= Yeomsaek =

Korean traditional cloth dying

Yeomsaek is a traditional Korean process for dyeing cloth.

Yeomsaek primarily uses natural colourings such as tea, saffron and gardenia. The most important of these from a cultural perspective is indigo (jjock), which was used for the Korean Royal Family and for weddings.

The indigo dyeing process is centred in the Naju area, where regular flooding of the Yeongsan River provides an ideal wetland environment for the indigo plant. The plants are harvested in July, before they flower, and the leaves are stored in earthenware jars of water for several days to extract the pigment. The leaves are then removed and the water is mixed with lime from powdered oyster or clam shells to create a base. The leaves are dried and burned, and the ash is used as a source of lye which is mixed with the base. Finally, the mixture is stirred and fermented for several days to produce the eventual dye. Fabric to be dyed is soaked in the resulting liquid (which stains it yellow) and then dried in sunlight, which activates the pigments and turns the cloth a deep blue.

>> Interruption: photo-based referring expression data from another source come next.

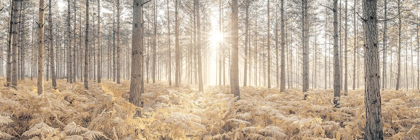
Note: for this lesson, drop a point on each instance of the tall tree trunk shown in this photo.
(40, 86)
(336, 59)
(373, 129)
(137, 86)
(74, 66)
(99, 43)
(305, 38)
(268, 46)
(15, 38)
(114, 66)
(177, 49)
(246, 39)
(283, 35)
(53, 75)
(384, 47)
(345, 51)
(399, 47)
(169, 48)
(154, 41)
(69, 70)
(10, 44)
(118, 44)
(86, 71)
(354, 45)
(234, 71)
(200, 69)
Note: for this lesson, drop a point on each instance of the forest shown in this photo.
(209, 69)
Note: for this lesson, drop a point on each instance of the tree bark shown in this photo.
(99, 43)
(118, 44)
(336, 59)
(282, 64)
(246, 40)
(69, 69)
(137, 86)
(40, 86)
(53, 75)
(384, 49)
(200, 69)
(177, 49)
(373, 129)
(305, 39)
(86, 71)
(399, 47)
(234, 71)
(15, 38)
(345, 51)
(268, 46)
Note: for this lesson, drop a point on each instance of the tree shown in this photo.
(246, 39)
(99, 43)
(136, 86)
(345, 50)
(118, 44)
(384, 49)
(337, 84)
(268, 45)
(16, 9)
(234, 71)
(283, 43)
(40, 86)
(86, 71)
(373, 129)
(69, 60)
(154, 41)
(53, 75)
(200, 69)
(169, 48)
(399, 47)
(305, 42)
(10, 44)
(177, 49)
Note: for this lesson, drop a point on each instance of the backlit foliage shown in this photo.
(103, 112)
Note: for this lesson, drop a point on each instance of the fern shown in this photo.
(40, 129)
(73, 129)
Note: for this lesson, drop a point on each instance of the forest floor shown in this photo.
(103, 112)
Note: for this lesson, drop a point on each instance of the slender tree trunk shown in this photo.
(384, 47)
(336, 59)
(234, 71)
(199, 45)
(10, 44)
(305, 29)
(177, 49)
(345, 51)
(15, 38)
(154, 41)
(86, 71)
(399, 47)
(99, 43)
(169, 48)
(53, 75)
(137, 86)
(69, 69)
(268, 46)
(283, 35)
(373, 129)
(40, 87)
(246, 39)
(355, 44)
(118, 44)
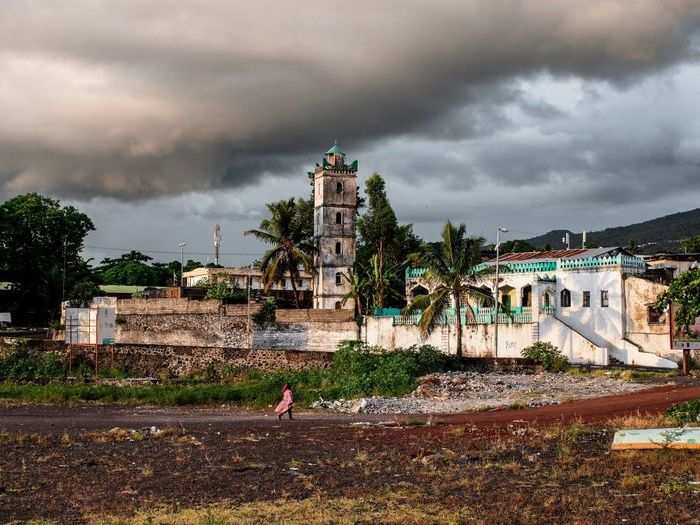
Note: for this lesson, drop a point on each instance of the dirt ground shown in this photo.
(526, 466)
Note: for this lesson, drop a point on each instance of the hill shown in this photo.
(661, 234)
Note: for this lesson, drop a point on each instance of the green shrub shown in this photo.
(547, 355)
(267, 315)
(24, 365)
(685, 413)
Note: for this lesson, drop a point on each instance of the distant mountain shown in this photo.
(662, 234)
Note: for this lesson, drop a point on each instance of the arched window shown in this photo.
(565, 301)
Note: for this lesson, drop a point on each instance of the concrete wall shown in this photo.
(478, 340)
(179, 322)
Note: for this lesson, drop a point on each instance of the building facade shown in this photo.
(595, 305)
(335, 213)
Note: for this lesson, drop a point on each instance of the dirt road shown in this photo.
(49, 419)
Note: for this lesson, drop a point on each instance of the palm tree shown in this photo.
(451, 271)
(284, 231)
(382, 282)
(358, 287)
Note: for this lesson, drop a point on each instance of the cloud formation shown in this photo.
(137, 99)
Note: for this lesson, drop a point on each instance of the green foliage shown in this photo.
(267, 315)
(691, 245)
(357, 370)
(686, 413)
(450, 267)
(547, 355)
(25, 365)
(383, 248)
(684, 294)
(290, 235)
(40, 245)
(224, 291)
(360, 370)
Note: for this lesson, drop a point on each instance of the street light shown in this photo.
(182, 262)
(499, 230)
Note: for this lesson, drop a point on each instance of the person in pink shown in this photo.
(286, 403)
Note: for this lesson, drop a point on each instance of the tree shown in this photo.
(684, 294)
(133, 269)
(40, 245)
(287, 232)
(451, 270)
(691, 245)
(381, 236)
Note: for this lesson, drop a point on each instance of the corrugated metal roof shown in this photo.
(552, 255)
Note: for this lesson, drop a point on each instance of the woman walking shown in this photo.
(286, 403)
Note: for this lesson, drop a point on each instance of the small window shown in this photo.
(565, 298)
(655, 315)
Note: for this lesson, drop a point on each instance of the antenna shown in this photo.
(217, 243)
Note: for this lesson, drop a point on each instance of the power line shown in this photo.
(166, 252)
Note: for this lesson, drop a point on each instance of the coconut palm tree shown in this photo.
(382, 282)
(291, 248)
(452, 274)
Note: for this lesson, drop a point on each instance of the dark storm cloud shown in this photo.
(136, 99)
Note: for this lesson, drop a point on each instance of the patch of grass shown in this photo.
(685, 413)
(358, 370)
(400, 508)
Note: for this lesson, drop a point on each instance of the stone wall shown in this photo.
(180, 322)
(178, 361)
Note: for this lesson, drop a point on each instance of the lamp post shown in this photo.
(499, 230)
(182, 262)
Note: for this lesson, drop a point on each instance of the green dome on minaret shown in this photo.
(335, 150)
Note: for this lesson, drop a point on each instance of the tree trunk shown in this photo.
(458, 324)
(294, 287)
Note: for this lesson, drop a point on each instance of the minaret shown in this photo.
(335, 211)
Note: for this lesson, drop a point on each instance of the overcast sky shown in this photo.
(161, 118)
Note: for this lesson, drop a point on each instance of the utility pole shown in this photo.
(499, 230)
(182, 262)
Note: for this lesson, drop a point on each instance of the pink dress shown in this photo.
(286, 402)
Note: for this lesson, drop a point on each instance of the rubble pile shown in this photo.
(463, 391)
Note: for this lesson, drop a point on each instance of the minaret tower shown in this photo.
(335, 211)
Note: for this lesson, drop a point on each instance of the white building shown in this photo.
(592, 304)
(239, 278)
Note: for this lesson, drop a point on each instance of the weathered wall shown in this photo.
(650, 337)
(477, 340)
(180, 322)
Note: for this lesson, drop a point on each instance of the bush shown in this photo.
(684, 413)
(547, 355)
(25, 366)
(267, 315)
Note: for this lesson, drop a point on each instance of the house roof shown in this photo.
(552, 255)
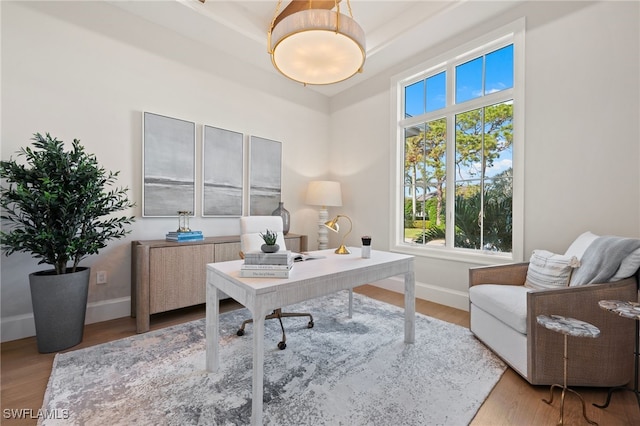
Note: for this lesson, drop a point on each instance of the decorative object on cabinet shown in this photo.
(325, 194)
(222, 172)
(285, 215)
(169, 171)
(168, 275)
(265, 172)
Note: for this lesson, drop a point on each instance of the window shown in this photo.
(459, 184)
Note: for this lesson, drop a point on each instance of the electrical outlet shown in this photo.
(101, 277)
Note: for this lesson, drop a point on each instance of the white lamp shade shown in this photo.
(324, 193)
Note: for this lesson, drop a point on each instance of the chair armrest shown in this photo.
(580, 302)
(604, 361)
(511, 274)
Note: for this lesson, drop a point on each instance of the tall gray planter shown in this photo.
(59, 307)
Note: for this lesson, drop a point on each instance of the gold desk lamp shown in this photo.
(333, 225)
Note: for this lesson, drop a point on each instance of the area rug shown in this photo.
(343, 371)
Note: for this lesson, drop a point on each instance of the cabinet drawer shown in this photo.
(177, 277)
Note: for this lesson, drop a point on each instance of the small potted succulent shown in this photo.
(270, 239)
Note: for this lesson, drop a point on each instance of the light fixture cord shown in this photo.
(275, 16)
(349, 7)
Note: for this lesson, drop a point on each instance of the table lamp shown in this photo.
(333, 225)
(323, 193)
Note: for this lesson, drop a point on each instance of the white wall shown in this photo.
(87, 71)
(582, 146)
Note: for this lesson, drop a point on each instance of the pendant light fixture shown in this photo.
(317, 46)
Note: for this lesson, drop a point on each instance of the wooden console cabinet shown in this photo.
(168, 275)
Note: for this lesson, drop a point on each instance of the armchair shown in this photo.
(503, 316)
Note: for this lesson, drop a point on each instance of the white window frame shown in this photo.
(513, 33)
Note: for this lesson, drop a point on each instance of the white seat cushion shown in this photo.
(508, 303)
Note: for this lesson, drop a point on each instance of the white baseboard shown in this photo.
(21, 326)
(442, 296)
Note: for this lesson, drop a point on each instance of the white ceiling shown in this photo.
(395, 29)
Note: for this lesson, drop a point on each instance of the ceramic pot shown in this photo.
(59, 306)
(286, 217)
(266, 248)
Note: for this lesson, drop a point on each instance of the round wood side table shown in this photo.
(568, 327)
(629, 310)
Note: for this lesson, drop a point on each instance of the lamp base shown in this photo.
(342, 250)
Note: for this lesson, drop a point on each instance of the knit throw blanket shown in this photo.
(602, 259)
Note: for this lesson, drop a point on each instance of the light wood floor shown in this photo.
(513, 401)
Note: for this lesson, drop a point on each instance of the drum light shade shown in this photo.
(317, 46)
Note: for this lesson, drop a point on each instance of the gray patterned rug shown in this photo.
(342, 372)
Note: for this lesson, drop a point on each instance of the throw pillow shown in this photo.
(579, 246)
(628, 267)
(549, 270)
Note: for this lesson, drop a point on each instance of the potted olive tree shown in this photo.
(57, 206)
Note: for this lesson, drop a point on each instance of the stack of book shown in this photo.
(185, 236)
(267, 265)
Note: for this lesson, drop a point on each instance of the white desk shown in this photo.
(307, 280)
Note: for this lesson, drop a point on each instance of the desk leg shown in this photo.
(409, 307)
(258, 367)
(212, 329)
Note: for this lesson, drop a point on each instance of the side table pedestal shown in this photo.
(568, 327)
(629, 310)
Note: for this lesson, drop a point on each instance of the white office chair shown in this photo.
(250, 240)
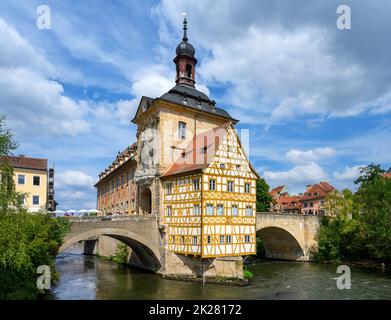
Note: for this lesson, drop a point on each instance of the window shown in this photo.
(220, 209)
(209, 209)
(196, 209)
(188, 71)
(36, 181)
(168, 188)
(21, 179)
(196, 184)
(181, 130)
(35, 200)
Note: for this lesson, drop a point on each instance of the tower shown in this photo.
(185, 60)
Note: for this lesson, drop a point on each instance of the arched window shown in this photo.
(188, 71)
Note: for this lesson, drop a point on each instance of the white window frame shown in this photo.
(232, 184)
(220, 207)
(24, 179)
(182, 130)
(36, 197)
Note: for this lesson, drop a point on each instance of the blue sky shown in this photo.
(316, 99)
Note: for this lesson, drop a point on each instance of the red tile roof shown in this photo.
(276, 190)
(28, 163)
(199, 152)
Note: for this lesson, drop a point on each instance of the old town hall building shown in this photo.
(188, 168)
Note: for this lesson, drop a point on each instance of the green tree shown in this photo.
(373, 198)
(264, 199)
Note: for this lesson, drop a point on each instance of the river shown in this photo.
(88, 278)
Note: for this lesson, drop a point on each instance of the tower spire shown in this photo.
(185, 60)
(184, 27)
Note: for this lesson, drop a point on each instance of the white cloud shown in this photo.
(316, 154)
(348, 174)
(73, 178)
(297, 177)
(279, 72)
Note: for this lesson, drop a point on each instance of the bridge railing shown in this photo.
(112, 218)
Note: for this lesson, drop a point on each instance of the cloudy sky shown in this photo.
(316, 99)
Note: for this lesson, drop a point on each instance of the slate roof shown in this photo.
(192, 98)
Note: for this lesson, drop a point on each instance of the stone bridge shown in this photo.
(286, 236)
(140, 233)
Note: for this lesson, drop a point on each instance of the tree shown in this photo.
(264, 199)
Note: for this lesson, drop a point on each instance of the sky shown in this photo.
(316, 99)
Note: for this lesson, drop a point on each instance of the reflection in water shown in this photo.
(88, 277)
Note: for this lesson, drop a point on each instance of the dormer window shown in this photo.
(181, 130)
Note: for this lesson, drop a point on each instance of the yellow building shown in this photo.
(192, 172)
(35, 181)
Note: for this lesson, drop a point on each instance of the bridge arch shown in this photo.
(281, 244)
(148, 254)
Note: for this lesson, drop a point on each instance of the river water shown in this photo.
(88, 277)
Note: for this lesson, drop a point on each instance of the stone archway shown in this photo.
(280, 244)
(147, 253)
(146, 201)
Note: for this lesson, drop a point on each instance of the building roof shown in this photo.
(200, 151)
(276, 190)
(127, 155)
(23, 162)
(191, 98)
(317, 191)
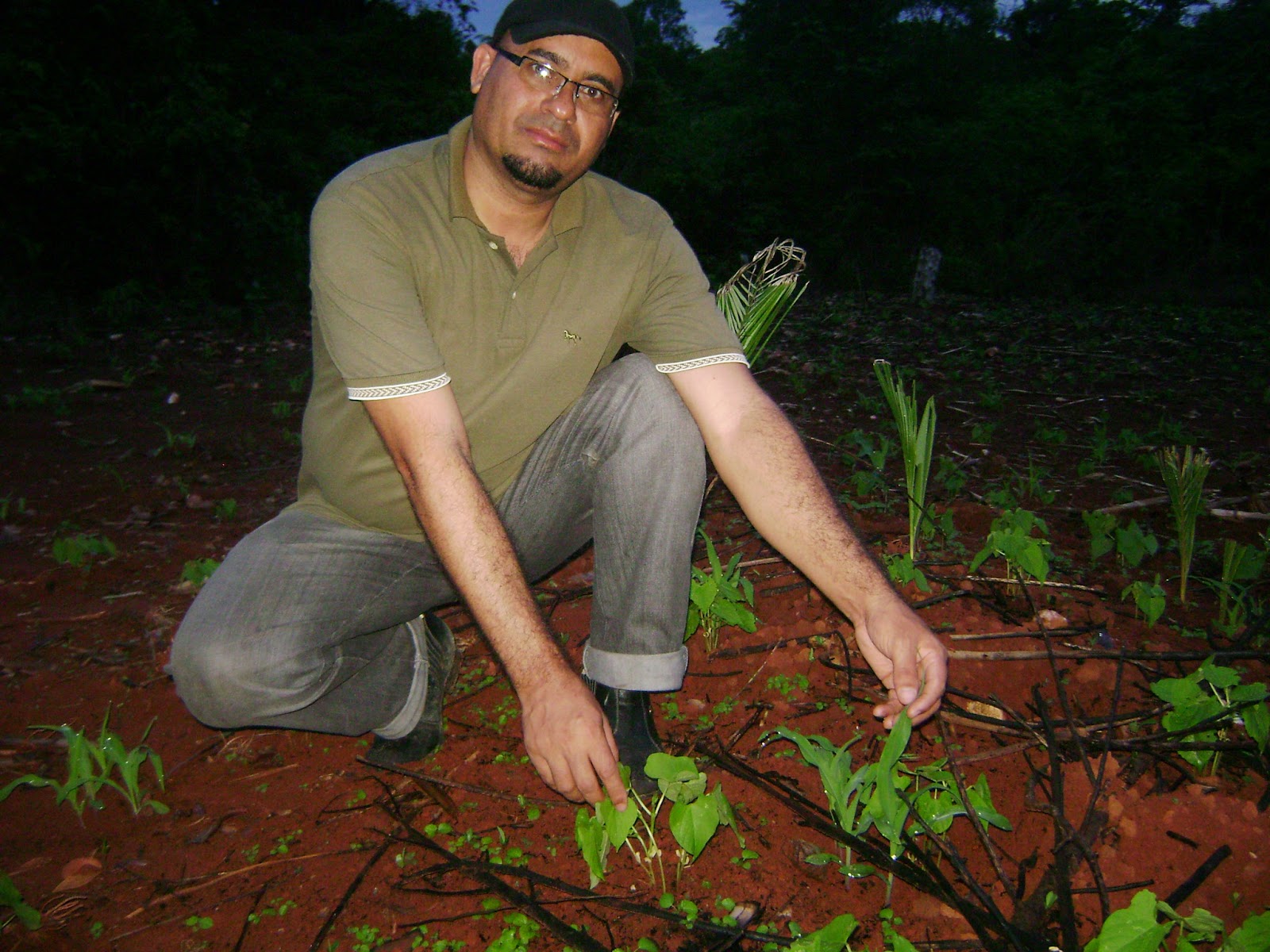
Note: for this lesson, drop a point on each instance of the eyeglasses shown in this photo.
(590, 99)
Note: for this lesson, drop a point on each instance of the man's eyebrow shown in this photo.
(594, 79)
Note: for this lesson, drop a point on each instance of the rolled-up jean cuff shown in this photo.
(635, 672)
(408, 717)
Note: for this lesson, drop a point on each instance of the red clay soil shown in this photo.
(286, 841)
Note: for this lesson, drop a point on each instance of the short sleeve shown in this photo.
(366, 300)
(679, 324)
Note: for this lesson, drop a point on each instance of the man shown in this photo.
(469, 428)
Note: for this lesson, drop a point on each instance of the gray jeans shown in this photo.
(304, 624)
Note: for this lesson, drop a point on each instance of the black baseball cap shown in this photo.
(598, 19)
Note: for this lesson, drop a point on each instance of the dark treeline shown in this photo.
(163, 152)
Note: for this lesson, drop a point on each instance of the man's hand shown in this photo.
(906, 655)
(765, 465)
(569, 740)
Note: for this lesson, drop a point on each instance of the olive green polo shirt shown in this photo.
(410, 292)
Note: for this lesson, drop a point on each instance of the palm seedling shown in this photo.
(1184, 478)
(757, 298)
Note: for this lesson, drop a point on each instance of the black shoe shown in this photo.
(429, 731)
(630, 715)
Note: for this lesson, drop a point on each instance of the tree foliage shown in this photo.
(171, 149)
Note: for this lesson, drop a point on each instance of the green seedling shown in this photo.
(1030, 486)
(16, 505)
(829, 939)
(12, 899)
(175, 442)
(92, 766)
(1241, 566)
(902, 570)
(950, 476)
(694, 819)
(916, 442)
(1133, 543)
(197, 571)
(883, 797)
(224, 509)
(757, 298)
(518, 936)
(1011, 539)
(1216, 696)
(1100, 526)
(82, 549)
(1184, 478)
(1138, 930)
(719, 597)
(870, 480)
(1149, 598)
(38, 399)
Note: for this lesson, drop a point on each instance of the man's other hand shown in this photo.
(908, 659)
(569, 740)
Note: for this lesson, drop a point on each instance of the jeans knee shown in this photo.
(652, 399)
(228, 683)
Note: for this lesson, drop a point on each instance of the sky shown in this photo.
(705, 17)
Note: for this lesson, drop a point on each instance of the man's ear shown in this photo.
(483, 59)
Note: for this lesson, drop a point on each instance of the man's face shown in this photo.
(541, 141)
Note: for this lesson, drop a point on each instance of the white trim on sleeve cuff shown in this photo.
(397, 390)
(702, 362)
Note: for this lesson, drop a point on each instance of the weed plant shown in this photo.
(1138, 928)
(1013, 539)
(1206, 704)
(916, 442)
(694, 819)
(884, 795)
(719, 597)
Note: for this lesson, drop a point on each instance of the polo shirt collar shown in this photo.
(565, 216)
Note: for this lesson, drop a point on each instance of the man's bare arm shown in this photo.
(565, 733)
(762, 461)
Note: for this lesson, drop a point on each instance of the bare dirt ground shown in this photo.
(171, 444)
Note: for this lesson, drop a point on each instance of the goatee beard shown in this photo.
(541, 177)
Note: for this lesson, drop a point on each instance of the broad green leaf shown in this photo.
(694, 824)
(590, 835)
(832, 939)
(1133, 930)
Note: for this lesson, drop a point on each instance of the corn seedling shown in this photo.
(719, 597)
(92, 766)
(1241, 565)
(694, 819)
(79, 550)
(916, 442)
(757, 298)
(883, 797)
(1184, 478)
(1011, 539)
(197, 571)
(1213, 696)
(902, 570)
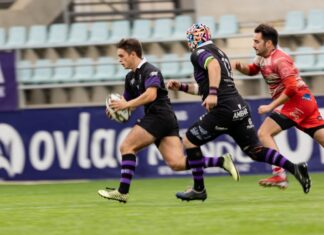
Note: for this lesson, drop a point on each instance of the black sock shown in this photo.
(196, 163)
(273, 157)
(128, 166)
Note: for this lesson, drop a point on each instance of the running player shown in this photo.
(227, 113)
(144, 86)
(293, 103)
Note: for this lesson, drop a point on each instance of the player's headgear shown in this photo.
(197, 34)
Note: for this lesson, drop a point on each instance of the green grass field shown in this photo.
(232, 208)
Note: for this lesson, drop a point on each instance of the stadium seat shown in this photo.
(105, 69)
(210, 22)
(142, 29)
(84, 70)
(37, 35)
(186, 69)
(319, 64)
(181, 24)
(43, 71)
(228, 25)
(170, 66)
(2, 37)
(63, 70)
(119, 29)
(315, 20)
(17, 36)
(99, 32)
(162, 29)
(58, 34)
(305, 62)
(24, 71)
(78, 33)
(294, 22)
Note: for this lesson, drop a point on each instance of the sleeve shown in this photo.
(287, 73)
(127, 91)
(202, 57)
(153, 80)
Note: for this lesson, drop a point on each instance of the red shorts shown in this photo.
(302, 108)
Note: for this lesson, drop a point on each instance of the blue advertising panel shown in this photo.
(82, 143)
(8, 84)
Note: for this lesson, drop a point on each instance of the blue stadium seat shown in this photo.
(162, 29)
(228, 25)
(63, 70)
(78, 33)
(170, 66)
(17, 36)
(319, 64)
(315, 20)
(119, 29)
(2, 37)
(210, 22)
(142, 29)
(58, 34)
(305, 62)
(84, 70)
(105, 69)
(294, 22)
(99, 32)
(43, 71)
(181, 24)
(25, 71)
(37, 35)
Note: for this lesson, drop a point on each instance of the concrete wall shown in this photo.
(255, 10)
(30, 12)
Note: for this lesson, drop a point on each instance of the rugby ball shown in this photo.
(119, 116)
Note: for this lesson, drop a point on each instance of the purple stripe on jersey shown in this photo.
(196, 162)
(268, 154)
(283, 161)
(125, 181)
(198, 177)
(152, 82)
(275, 157)
(215, 161)
(128, 163)
(127, 96)
(202, 58)
(127, 171)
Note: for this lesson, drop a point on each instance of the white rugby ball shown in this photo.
(119, 116)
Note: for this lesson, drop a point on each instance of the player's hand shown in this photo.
(119, 104)
(264, 109)
(173, 85)
(210, 102)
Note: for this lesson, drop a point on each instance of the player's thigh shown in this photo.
(172, 152)
(319, 136)
(137, 139)
(269, 127)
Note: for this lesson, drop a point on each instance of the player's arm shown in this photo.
(247, 69)
(190, 88)
(288, 76)
(214, 76)
(148, 96)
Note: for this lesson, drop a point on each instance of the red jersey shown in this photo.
(275, 68)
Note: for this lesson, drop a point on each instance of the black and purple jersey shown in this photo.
(200, 58)
(147, 75)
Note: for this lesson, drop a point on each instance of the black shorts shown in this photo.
(232, 117)
(160, 124)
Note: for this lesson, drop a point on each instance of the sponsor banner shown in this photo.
(82, 143)
(8, 85)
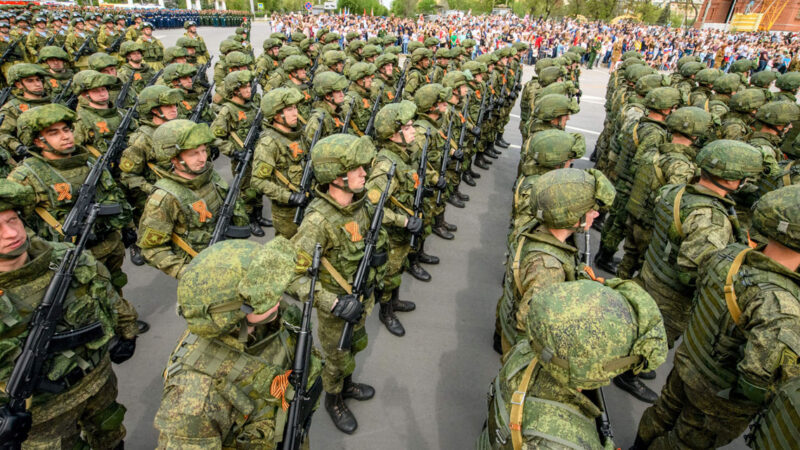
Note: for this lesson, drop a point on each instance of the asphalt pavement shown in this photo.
(431, 384)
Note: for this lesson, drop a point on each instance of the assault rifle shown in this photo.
(308, 176)
(361, 276)
(371, 123)
(420, 194)
(223, 228)
(43, 341)
(298, 418)
(445, 158)
(201, 105)
(87, 194)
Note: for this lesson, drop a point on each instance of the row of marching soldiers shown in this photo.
(696, 172)
(357, 159)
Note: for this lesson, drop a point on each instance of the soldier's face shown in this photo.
(59, 136)
(12, 231)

I think the color indigo is a color in which lives the spirit and soul of the Korean people.
— Jung Gwan-chae
 The current master of this process, designated a Living National Treasure, is Jung Gwan-chae, who has cultivated indigo plants and prepared dye for over three decades. He became interested in the process at university, when one of his teachers gave him an indigo seed as a gift. Experimentation led to his rediscovery of traditional jjock-yeomsaek processes, and he has since become the major exponent of the art in Korea.